Close

Presentation

Algorithmic and Optimization Techniques for Graph Applications in Heterogeneous Systems at Scale
DescriptionAs heterogeneity becomes commonplace in HPC systems, algorithmic and optimization techniques are needed to address the challenges that come with it, especially for irregular applications. This includes workload balancing, scheduling, latency tolerance, and memory utilization and contention, among others. This showcase covers three works addressing key questions in running complex irregular graph applications on heterogeneous systems: programmability, performance portability, memory efficiency, load balancing, and scalability.

The first work explores the efficacy of utilizing commercial high-level synthesis tools to accelerate two different graph sampling methods on FPGAs. We achieve up to a 40x speedup compared to the baseline OpenCL kernel, and identify key areas for toolchain improvements, such as memory subsystems and latency tolerance.

The second work focuses on improving breadth-first probabilistic traversals (BPTs), as they dominate runtime in some applications. By identifying and exploiting redundancies in edge accesses, we achieve an average of 75x and 135x speedups when deployed on two different frameworks. We also demonstrate strong scaling up to 4,096 nodes on OLCF Frontier enabled by CPU-GPU heterogeneous workload balancing.

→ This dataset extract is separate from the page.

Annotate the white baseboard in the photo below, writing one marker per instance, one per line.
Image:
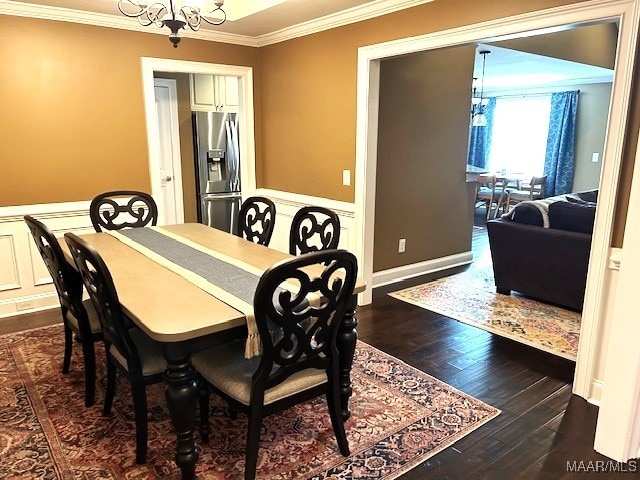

The third work is currently in progress, exploring the use of lossy compression to enable training on graph neural networks. We have promising preliminary results, showing a compression ratio of between 6x-20x with minimal accuracy loss on both GCN and GAT. We identify future directions and use cases for this method with an emphasis on systems integration such as larger batch sizes in mini-batch training, compressing feature vector caches, and adaptive compression methods for heterogeneous and dynamic GNNs.